A continually soft labor market is expected to be even weaker in August 2008 than a year ago, with hiring expectations, recruiting difficulty and new-hire compensation all down sharply in manufacturing and service sectors, according to the latest Society for Human Resource Management (SHRM)/Rutgers LINE survey report.
The Leading Indicators of National Employment (LINE) Report is released more than a month ahead of the Bureau of Labor Statistics’ (BLS) Employment Situation Report for the same period and identifies early trends and changes in the national job market.
“These findings are pretty dramatic—some real drops and extended months of comparative lows compared to previous years,” said Jennifer Schramm, SHRM manager of workplace trends and forecasting.
The employment indexes for manufacturing and service sectors are at the lowest August levels for four years, the LINE report shows.
In manufacturing, the August 2008 employment expectations net increase index dropped by more than half, from 47.3 in August 2007 to 22.5 in August 2008.
In the service sector, the August 2008 employment expectations net increase index also dropped by more than half compared to August 2007.
The employment expectations index drops for August 2008 in both sectors are attributable to “both the drop in the percentage of organizations with increasing employment expectations and the rise in the percentage of organizations with decreasing employment expectations,” according to the LINE report.
Compensation for new hires, which includes wages and benefits, might provide an early indication of changing labor market conditions, according to the LINE report. The report provides the only published index of new-hire compensation in the United States.
The new-hire compensation for the service sector fell from 14.1 in July 2007 to 6.6 in July 2008; in manufacturing, it fell from 12.1 in July 2007 to 0.4 in July 2008.
In addition, the report looks at the changes in the number of vacancies in exempt and nonexempt employment that employers actively are trying to fill as an early indicator of the supply and demand of labor.
The service sector’s index for exempt positions was down significantly—dropping by more than two-thirds, from 11.1 in July 2007 to 3.1 in July 2008.
For nonexempt positions, the index dropped by nearly half, from 16.7 to 9.7 during the same time period.
The recruiting difficulty index, which measures how difficult it is for employers to recruit “A-level” candidates to fill positions that are of greatest strategic value to the employers, is lower than at this time July 2007 for both sectors.

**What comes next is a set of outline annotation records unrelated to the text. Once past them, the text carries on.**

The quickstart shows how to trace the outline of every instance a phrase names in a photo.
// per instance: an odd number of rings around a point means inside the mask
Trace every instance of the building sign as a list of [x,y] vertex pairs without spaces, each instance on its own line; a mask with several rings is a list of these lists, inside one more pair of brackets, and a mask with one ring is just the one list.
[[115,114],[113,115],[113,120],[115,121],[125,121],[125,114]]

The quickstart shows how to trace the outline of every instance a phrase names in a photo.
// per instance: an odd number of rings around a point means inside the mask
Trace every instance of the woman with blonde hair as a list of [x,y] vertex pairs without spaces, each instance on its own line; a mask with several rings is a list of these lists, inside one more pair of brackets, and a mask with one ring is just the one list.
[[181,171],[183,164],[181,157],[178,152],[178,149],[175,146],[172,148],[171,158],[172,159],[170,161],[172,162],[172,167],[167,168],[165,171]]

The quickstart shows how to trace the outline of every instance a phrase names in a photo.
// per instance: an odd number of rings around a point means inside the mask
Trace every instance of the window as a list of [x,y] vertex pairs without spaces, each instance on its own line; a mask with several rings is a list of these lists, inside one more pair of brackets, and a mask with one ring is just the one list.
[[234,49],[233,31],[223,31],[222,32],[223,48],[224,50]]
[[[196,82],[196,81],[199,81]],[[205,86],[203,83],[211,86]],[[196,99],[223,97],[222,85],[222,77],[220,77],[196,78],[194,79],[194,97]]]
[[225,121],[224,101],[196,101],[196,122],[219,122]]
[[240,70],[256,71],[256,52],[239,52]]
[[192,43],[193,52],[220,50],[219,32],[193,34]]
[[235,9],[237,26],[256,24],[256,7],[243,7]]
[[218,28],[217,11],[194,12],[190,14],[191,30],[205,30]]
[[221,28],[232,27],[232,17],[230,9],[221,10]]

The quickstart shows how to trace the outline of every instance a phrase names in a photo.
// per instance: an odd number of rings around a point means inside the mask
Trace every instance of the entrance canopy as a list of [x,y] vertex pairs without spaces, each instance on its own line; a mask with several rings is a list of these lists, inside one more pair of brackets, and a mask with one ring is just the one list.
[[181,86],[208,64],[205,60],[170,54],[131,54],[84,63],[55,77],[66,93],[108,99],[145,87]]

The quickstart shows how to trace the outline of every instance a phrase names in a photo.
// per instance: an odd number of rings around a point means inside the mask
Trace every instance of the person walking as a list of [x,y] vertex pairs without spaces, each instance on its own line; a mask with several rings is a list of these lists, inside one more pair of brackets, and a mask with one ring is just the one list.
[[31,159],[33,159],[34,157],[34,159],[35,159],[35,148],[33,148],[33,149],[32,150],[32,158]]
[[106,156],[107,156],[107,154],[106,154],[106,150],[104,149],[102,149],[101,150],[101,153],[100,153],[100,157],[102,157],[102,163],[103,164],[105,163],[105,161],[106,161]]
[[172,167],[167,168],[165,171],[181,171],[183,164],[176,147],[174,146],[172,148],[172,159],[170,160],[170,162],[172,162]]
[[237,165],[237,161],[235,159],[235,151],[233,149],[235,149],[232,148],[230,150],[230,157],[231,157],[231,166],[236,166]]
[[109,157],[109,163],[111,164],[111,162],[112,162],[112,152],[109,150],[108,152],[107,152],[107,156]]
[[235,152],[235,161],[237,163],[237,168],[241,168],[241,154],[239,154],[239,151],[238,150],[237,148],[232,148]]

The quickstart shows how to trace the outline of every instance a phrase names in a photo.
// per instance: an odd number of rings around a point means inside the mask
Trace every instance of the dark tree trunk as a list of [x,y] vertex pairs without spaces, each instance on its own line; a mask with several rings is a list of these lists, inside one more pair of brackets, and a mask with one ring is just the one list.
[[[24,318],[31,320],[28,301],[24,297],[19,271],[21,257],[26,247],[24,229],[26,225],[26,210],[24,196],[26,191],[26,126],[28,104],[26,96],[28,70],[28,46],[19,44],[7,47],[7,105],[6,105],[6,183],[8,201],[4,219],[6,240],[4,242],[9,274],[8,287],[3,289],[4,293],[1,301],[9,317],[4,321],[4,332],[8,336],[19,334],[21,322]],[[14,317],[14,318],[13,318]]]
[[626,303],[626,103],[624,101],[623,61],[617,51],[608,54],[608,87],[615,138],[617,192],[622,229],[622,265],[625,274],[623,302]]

The service sector index fell sharply, from 15.2 in July 2007 to 9.8 July 2008. In manufacturing, it fell substantially, from 14.7 in July 2007 to -7.6 in July 2008.
The drop for the service sector is attributed to a higher percentage of HR professionals reporting a decrease in the difficulty they experience in recruiting their A-level candidates, according to Schramm.
The drop for the manufacturing sector is attributable to an increase in the number of companies reporting lower levels of recruiting difficulty and a decline in the number of companies reporting increasing difficulty recruiting talent, according to the LINE report.
The LINE report is produced by SHRM and the Rutgers University School of Management and Labor Relations. Data for the report is collected through a monthly survey of HR executives at more than 500 manufacturing and 500 service sector organizations.